In 1989, three local brothers, Francis, Samuel, and John Bailey, generously deeded eight acres of land on Sanibel Captiva Road to the Museum. The gift memorialized their parents, Frank P. Bailey and Annie Mead Matthews, whose names the Museum now bears.

Construction began in 1994, and the Bailey-Matthews Shell Museum opened to the public in 1995.

Following the passing of Dr. Abbott, Dr. José H. Leal (at far left) was hired in 1996 as Executive Director, a role he served in for 17 years. Dr. Leal, a malacologist with an international reputation for his expertise in the classification and identification of mollusks, initiated and developed a robust range of educational programs and introduced an era of major growth in the Museum’s scientific collection of mollusks.

Over the decades the scientific collection has grown to nearly 600,000 specimens. While the collection’s strength is mollusks of Florida, the Gulf, and the Caribbean, it includes examples from all corners of the earth and is an important resource for exhibition, public education, enjoyment, and scientific research.

Thanks to grants from the Institute of Museum and Library Services and the National Science Foundation, the entire collection is catalogued, digitized, and available online.
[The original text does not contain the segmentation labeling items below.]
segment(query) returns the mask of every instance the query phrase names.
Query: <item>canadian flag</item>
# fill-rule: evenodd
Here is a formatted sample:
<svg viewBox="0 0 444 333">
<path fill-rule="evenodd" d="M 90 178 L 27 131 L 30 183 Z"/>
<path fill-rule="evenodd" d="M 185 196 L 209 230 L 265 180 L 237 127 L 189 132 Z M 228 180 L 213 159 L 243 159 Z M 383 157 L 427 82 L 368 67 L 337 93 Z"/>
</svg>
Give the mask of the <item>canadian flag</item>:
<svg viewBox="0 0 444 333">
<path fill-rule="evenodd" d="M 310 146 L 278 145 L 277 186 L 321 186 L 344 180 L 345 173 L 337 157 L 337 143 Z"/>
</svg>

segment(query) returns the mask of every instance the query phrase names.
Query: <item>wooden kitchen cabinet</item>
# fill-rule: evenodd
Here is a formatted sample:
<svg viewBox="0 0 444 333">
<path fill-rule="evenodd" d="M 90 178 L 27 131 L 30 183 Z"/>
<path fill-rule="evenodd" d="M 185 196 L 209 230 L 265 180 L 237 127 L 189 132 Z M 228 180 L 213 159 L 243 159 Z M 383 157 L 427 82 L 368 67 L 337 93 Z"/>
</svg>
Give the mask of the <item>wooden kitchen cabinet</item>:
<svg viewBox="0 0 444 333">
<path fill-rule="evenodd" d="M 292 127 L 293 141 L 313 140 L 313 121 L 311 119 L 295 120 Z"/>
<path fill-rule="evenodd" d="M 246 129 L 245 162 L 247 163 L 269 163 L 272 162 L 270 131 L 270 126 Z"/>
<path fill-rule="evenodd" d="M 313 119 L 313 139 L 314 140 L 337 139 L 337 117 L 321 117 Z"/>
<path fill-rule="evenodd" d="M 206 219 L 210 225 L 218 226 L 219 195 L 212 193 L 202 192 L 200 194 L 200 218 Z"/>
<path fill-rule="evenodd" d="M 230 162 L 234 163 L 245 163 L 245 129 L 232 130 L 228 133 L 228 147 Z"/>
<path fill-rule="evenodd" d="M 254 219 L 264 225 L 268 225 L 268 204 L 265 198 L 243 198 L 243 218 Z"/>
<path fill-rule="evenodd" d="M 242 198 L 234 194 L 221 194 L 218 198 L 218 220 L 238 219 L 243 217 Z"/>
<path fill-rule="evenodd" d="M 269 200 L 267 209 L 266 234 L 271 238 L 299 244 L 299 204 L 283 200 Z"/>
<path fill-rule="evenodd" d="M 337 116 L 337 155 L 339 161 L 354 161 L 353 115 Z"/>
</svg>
In 2010 the Museum earned accreditation by the American Alliance of Museums (AAM), which represents the highest standards in the museum industry for public education, collections care, and museum management.
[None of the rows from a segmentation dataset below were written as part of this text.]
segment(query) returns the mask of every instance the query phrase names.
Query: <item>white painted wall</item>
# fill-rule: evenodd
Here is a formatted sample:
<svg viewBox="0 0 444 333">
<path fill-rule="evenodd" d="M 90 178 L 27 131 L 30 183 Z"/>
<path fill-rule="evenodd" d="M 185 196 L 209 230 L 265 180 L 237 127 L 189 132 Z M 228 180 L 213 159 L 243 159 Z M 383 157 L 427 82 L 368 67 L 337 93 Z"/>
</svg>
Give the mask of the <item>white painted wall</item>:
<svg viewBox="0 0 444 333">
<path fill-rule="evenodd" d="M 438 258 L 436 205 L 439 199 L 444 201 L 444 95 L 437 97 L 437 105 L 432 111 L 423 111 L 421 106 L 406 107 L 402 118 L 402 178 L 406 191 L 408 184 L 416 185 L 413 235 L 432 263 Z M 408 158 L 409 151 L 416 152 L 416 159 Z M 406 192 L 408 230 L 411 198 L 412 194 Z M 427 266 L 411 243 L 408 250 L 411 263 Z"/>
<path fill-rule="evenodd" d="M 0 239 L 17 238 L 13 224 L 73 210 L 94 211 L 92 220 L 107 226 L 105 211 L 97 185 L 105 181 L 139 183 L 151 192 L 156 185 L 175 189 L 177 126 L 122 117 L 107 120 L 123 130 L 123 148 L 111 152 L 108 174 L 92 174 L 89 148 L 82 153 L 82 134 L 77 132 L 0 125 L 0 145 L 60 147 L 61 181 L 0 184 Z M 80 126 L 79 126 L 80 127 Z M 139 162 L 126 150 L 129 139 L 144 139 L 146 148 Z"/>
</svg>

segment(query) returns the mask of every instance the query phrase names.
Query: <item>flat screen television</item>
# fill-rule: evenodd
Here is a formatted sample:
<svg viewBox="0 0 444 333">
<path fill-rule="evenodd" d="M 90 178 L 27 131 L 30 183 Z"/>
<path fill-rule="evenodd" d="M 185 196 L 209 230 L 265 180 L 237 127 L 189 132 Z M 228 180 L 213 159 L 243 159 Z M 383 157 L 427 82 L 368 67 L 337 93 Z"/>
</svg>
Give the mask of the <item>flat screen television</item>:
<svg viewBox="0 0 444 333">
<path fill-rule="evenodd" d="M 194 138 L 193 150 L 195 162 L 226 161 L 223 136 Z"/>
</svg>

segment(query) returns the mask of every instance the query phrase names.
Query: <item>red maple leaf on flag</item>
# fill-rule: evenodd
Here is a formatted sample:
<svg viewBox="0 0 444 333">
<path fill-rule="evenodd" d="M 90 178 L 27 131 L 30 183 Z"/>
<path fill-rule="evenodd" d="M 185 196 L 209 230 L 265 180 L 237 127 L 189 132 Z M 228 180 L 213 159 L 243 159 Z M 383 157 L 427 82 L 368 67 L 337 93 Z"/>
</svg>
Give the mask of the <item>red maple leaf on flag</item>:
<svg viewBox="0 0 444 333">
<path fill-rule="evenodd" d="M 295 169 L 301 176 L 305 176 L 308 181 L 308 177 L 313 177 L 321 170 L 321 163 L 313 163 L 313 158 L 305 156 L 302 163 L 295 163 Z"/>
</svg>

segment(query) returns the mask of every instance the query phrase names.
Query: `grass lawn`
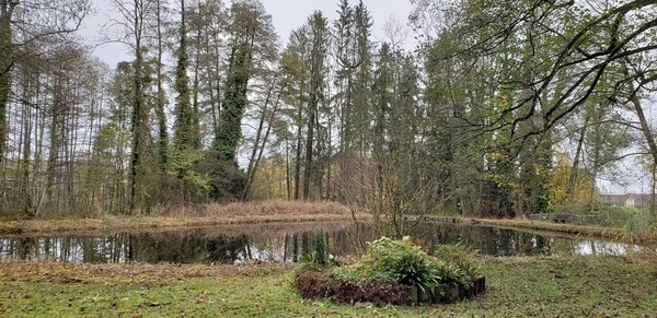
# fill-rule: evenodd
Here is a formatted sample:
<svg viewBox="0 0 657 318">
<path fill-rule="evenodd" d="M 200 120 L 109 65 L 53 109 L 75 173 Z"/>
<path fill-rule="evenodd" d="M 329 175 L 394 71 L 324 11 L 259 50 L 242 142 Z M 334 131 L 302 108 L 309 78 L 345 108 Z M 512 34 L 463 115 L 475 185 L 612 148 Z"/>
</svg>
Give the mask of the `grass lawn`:
<svg viewBox="0 0 657 318">
<path fill-rule="evenodd" d="M 0 262 L 2 317 L 656 317 L 657 258 L 482 258 L 488 292 L 436 307 L 301 299 L 290 266 Z"/>
</svg>

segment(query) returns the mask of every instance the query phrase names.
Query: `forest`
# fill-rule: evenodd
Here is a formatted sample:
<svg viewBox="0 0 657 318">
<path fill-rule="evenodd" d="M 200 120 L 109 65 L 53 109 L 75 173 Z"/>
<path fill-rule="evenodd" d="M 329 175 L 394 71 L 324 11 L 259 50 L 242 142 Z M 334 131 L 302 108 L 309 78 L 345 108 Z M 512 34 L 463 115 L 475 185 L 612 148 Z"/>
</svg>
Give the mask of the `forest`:
<svg viewBox="0 0 657 318">
<path fill-rule="evenodd" d="M 657 0 L 0 0 L 0 316 L 652 317 L 656 52 Z"/>
<path fill-rule="evenodd" d="M 584 213 L 627 161 L 655 192 L 657 1 L 414 0 L 381 39 L 362 1 L 289 35 L 258 0 L 107 1 L 116 66 L 91 1 L 0 0 L 2 215 Z"/>
</svg>

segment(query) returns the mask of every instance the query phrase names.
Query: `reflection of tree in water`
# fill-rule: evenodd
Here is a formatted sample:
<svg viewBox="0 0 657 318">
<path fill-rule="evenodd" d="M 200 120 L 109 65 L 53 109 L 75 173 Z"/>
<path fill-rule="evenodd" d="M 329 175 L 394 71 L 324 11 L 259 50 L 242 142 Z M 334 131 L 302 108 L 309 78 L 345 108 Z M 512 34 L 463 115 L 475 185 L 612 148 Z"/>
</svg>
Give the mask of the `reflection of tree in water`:
<svg viewBox="0 0 657 318">
<path fill-rule="evenodd" d="M 355 226 L 325 231 L 326 250 L 333 256 L 361 254 L 362 242 L 377 239 L 371 227 Z M 482 255 L 552 255 L 613 252 L 604 243 L 546 237 L 512 229 L 420 223 L 412 233 L 433 252 L 439 244 L 460 244 Z M 315 229 L 272 233 L 222 234 L 221 229 L 187 229 L 154 233 L 117 233 L 101 236 L 0 238 L 0 259 L 66 262 L 175 262 L 234 263 L 249 259 L 296 262 L 313 251 Z M 584 246 L 584 247 L 583 247 Z M 620 246 L 620 247 L 619 247 Z M 583 251 L 583 248 L 585 249 Z"/>
<path fill-rule="evenodd" d="M 482 255 L 549 255 L 551 240 L 544 236 L 485 226 L 446 225 L 440 223 L 420 224 L 414 229 L 429 252 L 436 245 L 459 244 L 480 250 Z"/>
</svg>

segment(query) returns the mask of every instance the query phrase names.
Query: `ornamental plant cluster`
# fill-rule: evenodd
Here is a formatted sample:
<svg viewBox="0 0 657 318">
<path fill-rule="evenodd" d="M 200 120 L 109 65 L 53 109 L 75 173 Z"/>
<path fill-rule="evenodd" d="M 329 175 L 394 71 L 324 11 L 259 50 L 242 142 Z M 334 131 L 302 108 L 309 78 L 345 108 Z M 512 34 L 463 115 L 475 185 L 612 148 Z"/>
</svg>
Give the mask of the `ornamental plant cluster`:
<svg viewBox="0 0 657 318">
<path fill-rule="evenodd" d="M 468 285 L 480 276 L 474 258 L 459 246 L 439 246 L 431 257 L 408 237 L 381 237 L 369 244 L 361 261 L 335 267 L 328 275 L 336 280 L 394 282 L 433 291 L 440 284 Z"/>
</svg>

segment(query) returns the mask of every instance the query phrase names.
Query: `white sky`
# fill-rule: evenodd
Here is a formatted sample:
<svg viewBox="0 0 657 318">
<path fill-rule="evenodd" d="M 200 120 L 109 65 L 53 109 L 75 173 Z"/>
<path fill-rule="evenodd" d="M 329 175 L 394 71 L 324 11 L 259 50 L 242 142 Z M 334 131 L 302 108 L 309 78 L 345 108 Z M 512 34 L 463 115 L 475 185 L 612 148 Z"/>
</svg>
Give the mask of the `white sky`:
<svg viewBox="0 0 657 318">
<path fill-rule="evenodd" d="M 105 24 L 114 13 L 110 5 L 110 0 L 91 0 L 94 7 L 94 14 L 89 16 L 82 24 L 80 35 L 84 37 L 90 45 L 100 43 L 100 33 L 102 25 Z M 228 2 L 228 1 L 227 1 Z M 281 45 L 288 39 L 292 30 L 301 26 L 315 10 L 320 10 L 333 21 L 337 17 L 338 0 L 262 0 L 267 12 L 272 14 L 274 26 L 278 33 Z M 358 0 L 349 0 L 356 4 Z M 408 0 L 364 0 L 373 19 L 372 40 L 379 42 L 383 37 L 383 24 L 390 19 L 399 21 L 406 25 L 408 14 L 413 5 Z M 332 23 L 332 22 L 331 22 Z M 411 36 L 403 44 L 406 49 L 412 49 L 415 42 Z M 130 60 L 127 47 L 120 44 L 107 44 L 95 48 L 94 56 L 114 68 L 118 62 Z M 650 111 L 653 107 L 649 107 Z M 649 114 L 649 118 L 655 118 Z M 624 192 L 648 192 L 650 176 L 645 172 L 637 169 L 633 158 L 625 160 L 620 164 L 621 175 L 624 177 L 625 185 L 615 181 L 599 179 L 598 186 L 602 192 L 624 193 Z"/>
<path fill-rule="evenodd" d="M 100 33 L 110 16 L 113 14 L 110 0 L 91 0 L 95 13 L 89 16 L 82 24 L 80 35 L 83 36 L 90 45 L 100 43 Z M 274 27 L 285 44 L 292 30 L 300 27 L 308 17 L 320 10 L 333 21 L 337 17 L 338 0 L 262 0 L 267 12 L 272 14 Z M 357 4 L 358 0 L 349 0 L 351 4 Z M 413 9 L 408 0 L 364 0 L 365 5 L 370 11 L 374 25 L 372 26 L 372 40 L 383 36 L 383 23 L 391 16 L 402 24 L 408 21 L 408 14 Z M 412 39 L 408 39 L 412 42 Z M 407 43 L 411 47 L 412 44 Z M 118 62 L 130 60 L 127 48 L 120 44 L 110 44 L 96 47 L 94 55 L 114 68 Z"/>
</svg>

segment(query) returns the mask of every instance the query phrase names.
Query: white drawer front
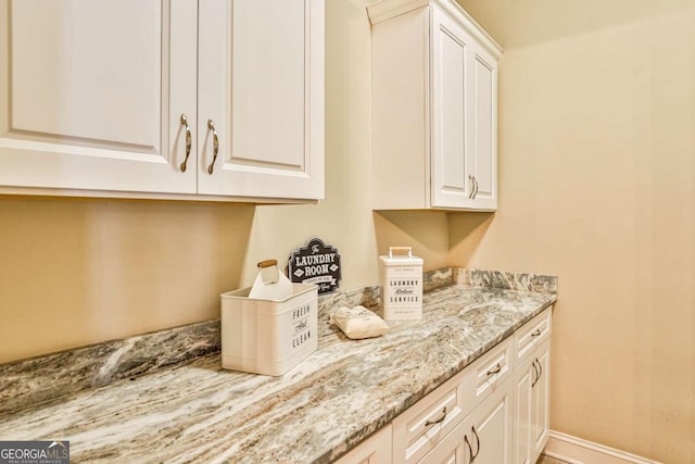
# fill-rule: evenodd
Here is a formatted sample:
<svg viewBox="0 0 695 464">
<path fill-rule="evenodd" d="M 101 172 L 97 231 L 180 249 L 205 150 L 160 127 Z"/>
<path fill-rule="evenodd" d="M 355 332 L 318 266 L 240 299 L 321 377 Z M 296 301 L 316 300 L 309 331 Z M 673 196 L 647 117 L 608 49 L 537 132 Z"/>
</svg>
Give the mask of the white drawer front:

In 2013, Dorrie Hipschman joined the Museum as Executive Director (with Dr. Leal assuming the role of Science Director and Curator) and oversaw a period of growth in staff, programming, and exhibits at the Museum.

New outreach programs such as Mollusks on the Move, launched in 2017, brought the Museum’s mission and educational offerings to new populations of K-12 students throughout Southwest Florida and today serves over 15,000 children.
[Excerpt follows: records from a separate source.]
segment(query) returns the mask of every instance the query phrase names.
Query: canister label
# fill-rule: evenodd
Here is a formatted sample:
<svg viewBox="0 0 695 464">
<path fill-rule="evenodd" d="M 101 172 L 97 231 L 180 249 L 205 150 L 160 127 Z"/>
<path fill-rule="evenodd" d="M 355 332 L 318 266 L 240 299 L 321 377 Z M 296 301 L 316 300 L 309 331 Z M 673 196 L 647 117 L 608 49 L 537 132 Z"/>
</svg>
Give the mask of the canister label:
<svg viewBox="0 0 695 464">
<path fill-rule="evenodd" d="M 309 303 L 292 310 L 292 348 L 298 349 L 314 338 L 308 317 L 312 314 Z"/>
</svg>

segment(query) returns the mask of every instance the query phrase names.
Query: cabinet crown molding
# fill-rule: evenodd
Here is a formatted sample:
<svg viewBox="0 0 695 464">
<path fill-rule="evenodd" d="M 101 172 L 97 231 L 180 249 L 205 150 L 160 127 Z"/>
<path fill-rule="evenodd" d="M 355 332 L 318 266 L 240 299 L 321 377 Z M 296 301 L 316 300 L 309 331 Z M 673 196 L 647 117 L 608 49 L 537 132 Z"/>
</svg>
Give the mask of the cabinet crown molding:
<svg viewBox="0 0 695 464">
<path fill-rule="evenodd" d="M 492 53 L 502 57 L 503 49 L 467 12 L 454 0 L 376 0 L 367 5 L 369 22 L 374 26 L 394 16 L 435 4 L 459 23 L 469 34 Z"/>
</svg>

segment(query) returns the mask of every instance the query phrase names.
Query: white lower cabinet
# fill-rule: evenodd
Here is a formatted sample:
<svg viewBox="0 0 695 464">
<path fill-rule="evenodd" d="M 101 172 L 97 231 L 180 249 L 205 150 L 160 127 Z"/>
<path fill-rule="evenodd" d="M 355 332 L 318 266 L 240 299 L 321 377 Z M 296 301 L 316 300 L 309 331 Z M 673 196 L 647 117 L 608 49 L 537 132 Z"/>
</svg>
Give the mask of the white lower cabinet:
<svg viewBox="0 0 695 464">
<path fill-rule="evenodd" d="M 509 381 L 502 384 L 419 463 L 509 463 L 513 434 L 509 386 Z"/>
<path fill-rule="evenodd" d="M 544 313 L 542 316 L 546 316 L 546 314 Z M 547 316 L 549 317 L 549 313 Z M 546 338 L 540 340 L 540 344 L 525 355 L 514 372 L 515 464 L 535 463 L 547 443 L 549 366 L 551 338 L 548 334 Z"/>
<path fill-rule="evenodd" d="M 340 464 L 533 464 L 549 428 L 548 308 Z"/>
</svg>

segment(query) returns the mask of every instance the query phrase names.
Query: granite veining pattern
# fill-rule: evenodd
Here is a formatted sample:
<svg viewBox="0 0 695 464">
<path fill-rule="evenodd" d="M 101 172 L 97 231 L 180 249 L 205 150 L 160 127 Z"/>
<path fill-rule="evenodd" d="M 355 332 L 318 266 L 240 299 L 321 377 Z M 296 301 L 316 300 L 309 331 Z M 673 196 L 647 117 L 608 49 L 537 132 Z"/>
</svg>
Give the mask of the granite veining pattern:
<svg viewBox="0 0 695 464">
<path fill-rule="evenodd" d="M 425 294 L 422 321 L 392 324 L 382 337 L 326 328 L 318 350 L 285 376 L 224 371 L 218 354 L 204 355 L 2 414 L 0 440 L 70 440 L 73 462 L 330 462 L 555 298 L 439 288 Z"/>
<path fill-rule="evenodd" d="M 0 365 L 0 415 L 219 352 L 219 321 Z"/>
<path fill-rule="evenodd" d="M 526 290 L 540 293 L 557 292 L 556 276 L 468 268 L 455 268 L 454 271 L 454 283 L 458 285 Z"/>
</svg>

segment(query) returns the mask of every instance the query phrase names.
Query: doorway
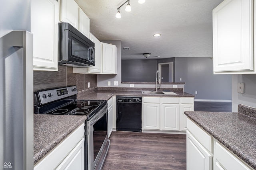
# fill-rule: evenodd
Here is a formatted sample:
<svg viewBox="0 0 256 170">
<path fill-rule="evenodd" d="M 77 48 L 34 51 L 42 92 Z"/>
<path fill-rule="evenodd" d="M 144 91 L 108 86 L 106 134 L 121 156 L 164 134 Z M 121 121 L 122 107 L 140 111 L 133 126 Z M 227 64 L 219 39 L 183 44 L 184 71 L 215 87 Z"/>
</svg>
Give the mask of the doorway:
<svg viewBox="0 0 256 170">
<path fill-rule="evenodd" d="M 173 62 L 158 63 L 160 83 L 173 82 Z"/>
</svg>

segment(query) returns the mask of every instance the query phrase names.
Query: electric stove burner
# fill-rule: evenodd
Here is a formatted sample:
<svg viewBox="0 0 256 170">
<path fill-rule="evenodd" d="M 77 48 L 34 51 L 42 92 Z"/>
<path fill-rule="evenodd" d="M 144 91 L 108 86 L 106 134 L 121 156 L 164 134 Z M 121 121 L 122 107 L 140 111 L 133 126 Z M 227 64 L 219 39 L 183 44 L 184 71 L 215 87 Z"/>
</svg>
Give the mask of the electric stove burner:
<svg viewBox="0 0 256 170">
<path fill-rule="evenodd" d="M 84 103 L 81 105 L 84 107 L 94 107 L 97 106 L 101 104 L 101 102 L 98 101 L 86 101 Z"/>
<path fill-rule="evenodd" d="M 84 114 L 90 111 L 90 110 L 88 108 L 80 108 L 71 111 L 72 115 L 80 115 Z"/>
<path fill-rule="evenodd" d="M 67 109 L 60 109 L 55 110 L 52 112 L 53 114 L 58 115 L 59 114 L 63 114 L 66 113 L 68 111 Z"/>
<path fill-rule="evenodd" d="M 73 103 L 74 104 L 82 104 L 84 103 L 84 101 L 82 100 L 77 100 Z"/>
</svg>

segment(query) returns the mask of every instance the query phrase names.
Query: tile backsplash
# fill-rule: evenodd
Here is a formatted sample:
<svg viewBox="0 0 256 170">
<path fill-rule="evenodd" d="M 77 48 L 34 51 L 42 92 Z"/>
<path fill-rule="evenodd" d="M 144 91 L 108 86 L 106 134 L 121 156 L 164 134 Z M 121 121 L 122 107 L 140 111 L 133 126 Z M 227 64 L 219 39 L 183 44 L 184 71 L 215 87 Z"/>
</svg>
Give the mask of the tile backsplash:
<svg viewBox="0 0 256 170">
<path fill-rule="evenodd" d="M 90 87 L 87 87 L 90 82 Z M 58 71 L 34 71 L 34 90 L 76 85 L 78 91 L 97 87 L 97 74 L 73 73 L 73 68 L 59 65 Z"/>
</svg>

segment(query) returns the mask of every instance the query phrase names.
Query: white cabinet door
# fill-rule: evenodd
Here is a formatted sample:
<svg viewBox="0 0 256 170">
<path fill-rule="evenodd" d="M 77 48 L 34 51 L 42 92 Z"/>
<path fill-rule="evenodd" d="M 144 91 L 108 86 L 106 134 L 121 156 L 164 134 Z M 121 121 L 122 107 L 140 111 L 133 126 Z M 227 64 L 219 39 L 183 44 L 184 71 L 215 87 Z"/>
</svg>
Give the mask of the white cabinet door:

In 2019, work began on the most significant transformation of the Museum since the institution’s 1995 opening. A major renovation resulted in a welcoming new Museum entrance, a flexible space for temporary exhibitions and events, and – most consequentially – the Living Gallery of Aquariums and Marine Life. Exhibiting over 300 animals and 60 species of marine life, the new aquarium exhibits opened in 2020 and bring to life mollusks from diverse marine habitats both local and global including octopuses, conchs, clams, cuttles, squids, cones, whelks, sea hares, and many more. In 2021, Sam Ankerson joined as Executive Director with a focus on broadening programs, building audiences, and growing partnerships regionally and nationally to help grow and further the impact of the Museum and its mission. In August 2022, the Museum earned accreditation by the Association of Zoos and Aquariums (AZA), becoming one of only about a dozen institutions to be accredited by both AAM and AZA.

==Hurricane Ian & Recovery==
In September 2022, Category 4 Hurricane Ian struck Sanibel, causing catastrophic damage to the Museum including the destruction of the Living Gallery of Aquariums and major damage to the gallery housing the permanent exhibits of shells, known as the Great Hall of Shells. Thanks to an outpouring of support from the Museum’s friends, partners, and constituents, and the resilience of the communities of Sanibel and Southwest Florida, the Museum rebuilt and reopened to the public in March 2024. As part of the rebuilding, the Museum updated, expanded, and improved its permanent exhibits in both the Living Gallery of Aquariums and the Great Hall of Shells.